"_Chis! chito! Es posible?_ A spy, perhaps. Now you will love Van Dorn,
or Grandma Cannon shall hear your letter read!"
"Give it to me, Captain," Hulda pleaded; "she will kill me if she reads
it."
"If it were sent, _pomarosa_, we all might die. No, you are too
dangerous."
He looked, without his blush, at the shilling she was putting back in
her bosom, and his eye was cold and fierce. Hulda's heart sank down.
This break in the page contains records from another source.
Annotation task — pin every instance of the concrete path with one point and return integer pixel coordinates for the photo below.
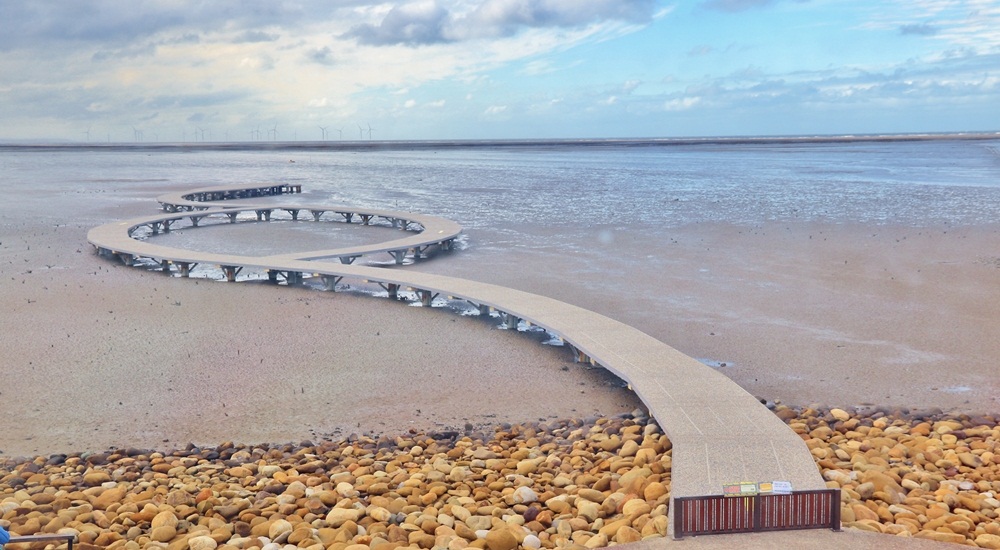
(720, 433)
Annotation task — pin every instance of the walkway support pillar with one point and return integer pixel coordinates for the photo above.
(510, 321)
(426, 298)
(330, 282)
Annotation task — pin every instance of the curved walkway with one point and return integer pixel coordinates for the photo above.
(720, 433)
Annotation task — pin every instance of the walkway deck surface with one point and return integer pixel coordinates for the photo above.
(720, 433)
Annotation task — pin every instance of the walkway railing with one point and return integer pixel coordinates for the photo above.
(44, 537)
(713, 515)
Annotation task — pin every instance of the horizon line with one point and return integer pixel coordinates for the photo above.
(499, 142)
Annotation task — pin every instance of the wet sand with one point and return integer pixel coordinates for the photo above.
(97, 354)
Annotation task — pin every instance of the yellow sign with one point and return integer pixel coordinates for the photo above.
(739, 489)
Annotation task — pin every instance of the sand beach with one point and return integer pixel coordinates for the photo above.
(893, 323)
(838, 315)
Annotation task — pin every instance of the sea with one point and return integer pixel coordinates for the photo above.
(546, 196)
(482, 185)
(615, 226)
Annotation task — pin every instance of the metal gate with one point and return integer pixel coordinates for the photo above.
(711, 515)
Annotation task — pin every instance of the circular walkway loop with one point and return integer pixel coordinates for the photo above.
(720, 433)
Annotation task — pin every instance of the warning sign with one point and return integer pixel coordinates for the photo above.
(740, 489)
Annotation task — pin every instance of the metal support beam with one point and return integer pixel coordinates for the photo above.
(330, 282)
(231, 271)
(426, 297)
(510, 321)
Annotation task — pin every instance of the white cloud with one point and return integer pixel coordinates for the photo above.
(681, 104)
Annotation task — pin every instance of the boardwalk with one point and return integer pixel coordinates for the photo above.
(720, 433)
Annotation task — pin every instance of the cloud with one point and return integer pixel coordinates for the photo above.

"Brother Isaac," cried Jacob Cannon, to a man of fine, lean height, who
was at the desk--a man a little shorter than Jacob, and not so much of a
king in appearance but with the same whitish eyes dancing around the
bridge of his nose, and a more covert and thoughtful brow--"Brother
Isaac, Captain Van Dorn is chicken-hearted, and wants to settle the debt
of the Widow O'Day, otherwise Daw."
"By cash or judgment-note, captain?"
"Cash," answered Van Dorn, modestly; "take it out of this double-eagle,
with Madam Cannon's rent for your farm."
"There's a tree--a bee-tree, Brother Jacob, I think you said--cut down
from Mrs. Cannon's field?"
"Yes, actionable under statute made and provided, wilfully to spoil or
destroy any timber or other trees, roots, shrubs, or plants; value of
said bee-tree three dollars; _levari facias!_ The quotient is
unsatisfactory to Isaac and Jacob Cannon."
The eyes of the elder and smaller brother endeavored to have an
introduction to each other through the bridge of his nose.